Despite the challenges, McGivern said any further innovation in the space would allow fund selectors to be “more surgical” with their portfolio construction.

“If it can be solved and the index is broad enough, allowing it to be bucketed up, maintaining diversification, credit rating and liquidity, then I would be very welcoming of product in the space,” he added. “Having access to fixed-maturity UK corporate bond ETFs, would allow us to be a lot more surgical in how we allocate to bonds under our asset allocation.”

Sterling hedged?

Given the liquidity constraints of the sterling bond market, one option for ETF issuers would be to launch sterling-hedged share classes of current target-maturity US corporate ETFs.

“An alternative solution would be sterling-hedged share classes of fixed-maturity US corporate bond ETFs,” McGivern said. “Investors would end up with similar return profile and maintain diversification and liquidity, but would have to be cognisant of additional hedging costs and the differences in rate environment.”

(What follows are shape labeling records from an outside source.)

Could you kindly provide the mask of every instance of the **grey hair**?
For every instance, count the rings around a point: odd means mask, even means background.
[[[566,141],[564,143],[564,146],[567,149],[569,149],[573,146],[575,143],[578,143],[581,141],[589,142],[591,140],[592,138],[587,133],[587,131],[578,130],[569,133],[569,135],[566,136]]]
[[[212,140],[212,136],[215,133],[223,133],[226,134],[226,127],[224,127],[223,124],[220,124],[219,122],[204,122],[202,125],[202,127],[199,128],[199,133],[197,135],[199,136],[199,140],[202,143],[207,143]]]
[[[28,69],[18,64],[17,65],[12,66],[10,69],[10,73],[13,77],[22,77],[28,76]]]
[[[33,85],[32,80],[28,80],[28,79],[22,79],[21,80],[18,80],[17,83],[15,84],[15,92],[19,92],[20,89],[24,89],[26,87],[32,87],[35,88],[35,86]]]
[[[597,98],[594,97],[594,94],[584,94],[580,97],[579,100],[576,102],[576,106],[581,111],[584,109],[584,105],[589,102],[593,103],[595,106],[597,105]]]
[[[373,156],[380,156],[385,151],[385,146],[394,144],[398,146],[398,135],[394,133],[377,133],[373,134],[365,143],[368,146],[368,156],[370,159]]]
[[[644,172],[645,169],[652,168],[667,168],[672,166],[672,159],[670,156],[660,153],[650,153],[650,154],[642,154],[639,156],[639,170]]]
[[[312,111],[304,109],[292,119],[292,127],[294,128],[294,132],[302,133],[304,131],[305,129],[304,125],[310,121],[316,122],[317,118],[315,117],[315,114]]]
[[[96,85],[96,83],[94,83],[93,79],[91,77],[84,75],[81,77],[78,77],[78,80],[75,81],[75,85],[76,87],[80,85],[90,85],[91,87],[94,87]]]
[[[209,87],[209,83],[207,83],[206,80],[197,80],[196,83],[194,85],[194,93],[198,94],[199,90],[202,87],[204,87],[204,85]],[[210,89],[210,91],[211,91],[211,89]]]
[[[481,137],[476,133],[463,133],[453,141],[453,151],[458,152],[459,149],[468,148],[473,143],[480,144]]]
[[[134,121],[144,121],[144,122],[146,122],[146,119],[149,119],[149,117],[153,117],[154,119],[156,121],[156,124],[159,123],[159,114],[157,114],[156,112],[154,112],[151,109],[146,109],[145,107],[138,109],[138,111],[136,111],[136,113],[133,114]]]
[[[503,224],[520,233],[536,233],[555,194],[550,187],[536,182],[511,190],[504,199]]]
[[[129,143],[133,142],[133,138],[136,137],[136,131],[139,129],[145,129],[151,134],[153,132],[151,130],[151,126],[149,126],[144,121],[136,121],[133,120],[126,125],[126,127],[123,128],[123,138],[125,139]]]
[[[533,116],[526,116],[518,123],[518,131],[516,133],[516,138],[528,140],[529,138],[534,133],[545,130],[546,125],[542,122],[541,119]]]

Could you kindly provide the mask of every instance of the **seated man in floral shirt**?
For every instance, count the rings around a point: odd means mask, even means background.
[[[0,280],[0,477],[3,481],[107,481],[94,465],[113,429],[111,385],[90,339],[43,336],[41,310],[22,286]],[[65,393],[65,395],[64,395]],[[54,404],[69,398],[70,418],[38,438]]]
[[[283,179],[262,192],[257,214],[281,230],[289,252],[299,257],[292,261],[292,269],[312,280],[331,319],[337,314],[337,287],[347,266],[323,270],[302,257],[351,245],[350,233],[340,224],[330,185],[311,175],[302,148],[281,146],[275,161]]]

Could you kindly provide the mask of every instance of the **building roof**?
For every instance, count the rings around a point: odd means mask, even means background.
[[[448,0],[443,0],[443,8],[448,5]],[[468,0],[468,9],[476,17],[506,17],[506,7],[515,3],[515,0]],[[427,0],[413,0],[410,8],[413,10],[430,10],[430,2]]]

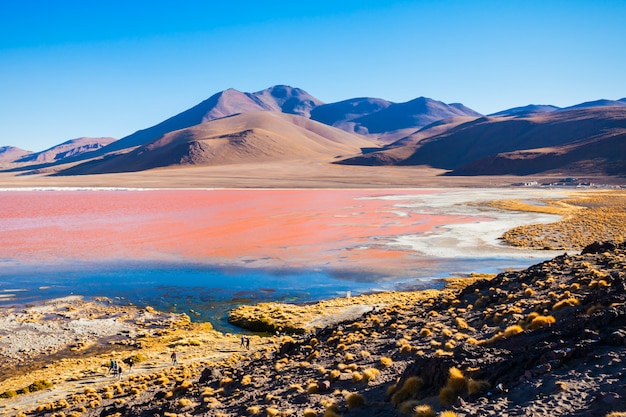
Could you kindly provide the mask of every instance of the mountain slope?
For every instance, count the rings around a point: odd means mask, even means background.
[[[301,116],[259,111],[170,132],[129,153],[108,156],[61,175],[132,172],[180,165],[225,165],[279,160],[332,161],[373,146],[352,135]]]
[[[573,109],[591,109],[596,107],[626,107],[626,101],[621,100],[606,100],[600,99],[595,101],[586,101],[584,103],[576,104],[574,106],[564,107],[561,110],[573,110]]]
[[[405,128],[417,130],[438,120],[454,116],[480,117],[481,114],[464,106],[453,106],[419,97],[405,103],[392,103],[380,111],[353,119],[352,122],[367,129],[368,133],[383,133]]]
[[[321,101],[299,88],[289,86],[274,86],[256,93],[242,93],[230,88],[157,125],[114,142],[104,152],[145,145],[166,133],[238,113],[266,110],[308,116],[310,109],[318,104]]]
[[[543,113],[559,110],[558,107],[551,104],[529,104],[522,107],[513,107],[512,109],[502,110],[497,113],[492,113],[489,116],[519,116],[527,113]]]
[[[115,138],[77,138],[70,139],[60,145],[53,146],[41,152],[35,152],[25,155],[15,162],[18,163],[46,163],[58,162],[66,158],[72,158],[78,155],[102,149],[106,145],[115,141]]]
[[[390,101],[379,98],[353,98],[318,106],[311,111],[311,119],[349,132],[367,134],[367,129],[353,120],[379,112],[391,105]]]
[[[15,146],[0,146],[0,162],[13,162],[31,153]]]
[[[617,175],[626,166],[625,133],[626,108],[619,107],[483,117],[405,147],[340,163],[428,165],[453,175],[524,175],[559,167]],[[409,156],[394,158],[399,154]]]

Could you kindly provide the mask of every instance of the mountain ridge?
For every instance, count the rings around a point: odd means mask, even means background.
[[[567,169],[610,171],[617,175],[622,160],[619,138],[621,129],[626,129],[621,124],[623,118],[616,116],[617,130],[608,131],[612,129],[611,114],[615,116],[621,111],[626,111],[626,98],[600,99],[565,108],[531,104],[484,116],[462,103],[446,104],[423,96],[401,103],[371,97],[324,103],[288,85],[253,93],[229,88],[118,140],[101,138],[98,144],[87,144],[80,140],[92,139],[79,138],[36,153],[9,151],[12,148],[6,147],[0,152],[0,160],[13,172],[66,175],[247,164],[272,158],[283,160],[286,156],[292,161],[321,157],[329,158],[329,163],[345,165],[420,165],[447,170],[449,175],[499,175],[498,172],[535,172],[539,166],[549,170],[553,167],[539,161],[557,163],[567,158],[555,155],[570,152],[570,156],[578,155],[578,160],[568,159]],[[261,116],[263,112],[267,114]],[[250,120],[257,120],[264,127],[253,126]],[[268,120],[274,120],[274,124],[268,124]],[[234,128],[232,123],[241,126]],[[218,131],[221,128],[226,130]],[[310,142],[311,131],[320,133],[314,146]],[[535,131],[543,133],[532,133]],[[212,133],[207,136],[206,132]],[[610,135],[617,138],[612,142],[616,155],[604,148]],[[334,139],[326,140],[339,137],[351,143],[349,149],[337,148]],[[602,155],[590,143],[602,143]],[[322,144],[326,146],[323,150]],[[318,151],[313,152],[311,146]],[[589,155],[597,154],[597,169],[585,162],[581,149],[587,149]],[[155,155],[161,155],[161,160]],[[122,162],[127,166],[122,166]],[[535,168],[529,168],[531,162]],[[505,168],[507,163],[519,169]],[[603,164],[606,167],[602,168]]]

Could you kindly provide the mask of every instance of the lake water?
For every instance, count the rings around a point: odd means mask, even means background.
[[[552,195],[550,197],[554,197]],[[0,191],[0,306],[106,296],[210,320],[258,301],[432,288],[554,253],[497,237],[554,216],[474,203],[528,190]]]

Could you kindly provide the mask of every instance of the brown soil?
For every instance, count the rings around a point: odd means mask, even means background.
[[[624,271],[625,244],[595,244],[439,292],[389,294],[356,320],[255,338],[250,351],[227,339],[238,352],[219,362],[161,357],[120,381],[57,381],[46,397],[3,406],[43,416],[605,416],[626,410]]]

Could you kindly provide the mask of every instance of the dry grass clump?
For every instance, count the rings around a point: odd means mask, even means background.
[[[508,210],[554,212],[565,217],[556,223],[519,226],[502,238],[514,246],[547,249],[580,249],[598,241],[624,242],[626,195],[623,191],[586,193],[575,199],[533,206],[496,202]]]
[[[261,407],[259,407],[258,405],[251,405],[250,407],[246,408],[246,413],[248,413],[248,415],[250,416],[256,416],[258,414],[261,414]]]
[[[489,388],[491,388],[489,382],[482,379],[476,380],[470,378],[467,381],[467,393],[470,395],[479,394],[481,392],[487,391]]]
[[[504,337],[511,337],[513,335],[516,335],[518,333],[522,333],[524,331],[524,329],[522,328],[522,326],[520,326],[519,324],[514,324],[513,326],[509,326],[506,329],[504,329]]]
[[[554,318],[554,316],[538,315],[532,319],[532,321],[528,325],[528,328],[530,330],[537,330],[545,326],[550,326],[554,323],[556,323],[556,319]]]
[[[391,365],[393,365],[393,359],[387,357],[387,356],[383,356],[382,358],[380,358],[380,364],[386,368],[390,367]]]
[[[376,368],[367,368],[363,370],[363,379],[367,382],[375,380],[378,375],[380,375],[380,371]]]
[[[558,310],[558,309],[563,308],[563,307],[577,306],[579,303],[580,302],[578,301],[577,298],[574,298],[574,297],[566,298],[566,299],[561,300],[558,303],[554,304],[552,306],[552,310]]]
[[[435,417],[437,413],[428,404],[419,404],[413,409],[413,417]]]

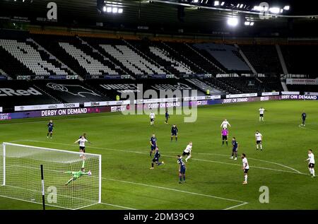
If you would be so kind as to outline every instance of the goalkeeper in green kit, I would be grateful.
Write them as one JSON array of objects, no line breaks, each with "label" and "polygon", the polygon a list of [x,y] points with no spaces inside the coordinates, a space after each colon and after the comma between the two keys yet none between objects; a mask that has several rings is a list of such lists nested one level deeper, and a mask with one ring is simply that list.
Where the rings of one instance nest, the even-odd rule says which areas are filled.
[{"label": "goalkeeper in green kit", "polygon": [[69,185],[69,184],[71,183],[72,181],[77,179],[78,178],[81,177],[81,176],[92,175],[90,170],[88,170],[88,172],[85,172],[85,160],[83,160],[82,167],[81,168],[81,170],[79,170],[78,172],[66,171],[66,172],[64,172],[64,173],[72,175],[72,177],[70,179],[69,179],[69,181],[65,183],[66,186]]}]

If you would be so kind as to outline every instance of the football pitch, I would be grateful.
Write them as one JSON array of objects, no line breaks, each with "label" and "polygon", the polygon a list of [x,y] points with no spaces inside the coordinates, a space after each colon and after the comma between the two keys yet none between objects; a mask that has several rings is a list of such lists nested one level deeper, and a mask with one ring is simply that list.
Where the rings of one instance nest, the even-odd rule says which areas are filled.
[{"label": "football pitch", "polygon": [[[263,106],[264,122],[259,122]],[[300,126],[301,113],[306,126]],[[226,118],[229,146],[222,146],[220,127]],[[78,151],[73,142],[83,132],[92,145],[86,152],[102,155],[102,204],[85,209],[318,209],[317,179],[307,168],[308,149],[318,156],[318,102],[269,101],[219,105],[198,108],[196,122],[184,123],[183,115],[107,113],[52,117],[53,139],[47,139],[50,118],[0,122],[0,142],[12,142]],[[170,142],[171,126],[179,129]],[[263,135],[263,151],[257,151],[255,131]],[[150,170],[149,138],[154,133],[165,164]],[[238,153],[249,161],[248,184],[242,184],[242,160],[230,160],[230,140],[235,136]],[[178,182],[176,155],[193,142],[187,179]],[[37,174],[36,174],[37,175]],[[65,182],[67,181],[65,179]],[[269,190],[262,204],[261,187]],[[47,207],[47,209],[56,209]],[[33,203],[0,197],[0,209],[42,209]]]}]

His views were echoed by Oliver Faizallah, head of fixed income research at Charles Stanley, who told ETF Stream a sterling-hedged fixed-maturity ETF would be a most welcome innovation to fund selectors’ suite.

“A fixed maturity investment grade corporate bond ETF would have great appeal to investors who are unable to access the direct bond market,” he added.

“While these products are becoming more available, a sterling-hedge share class for UK-based investors would be a great addition to the product suite in 2024.”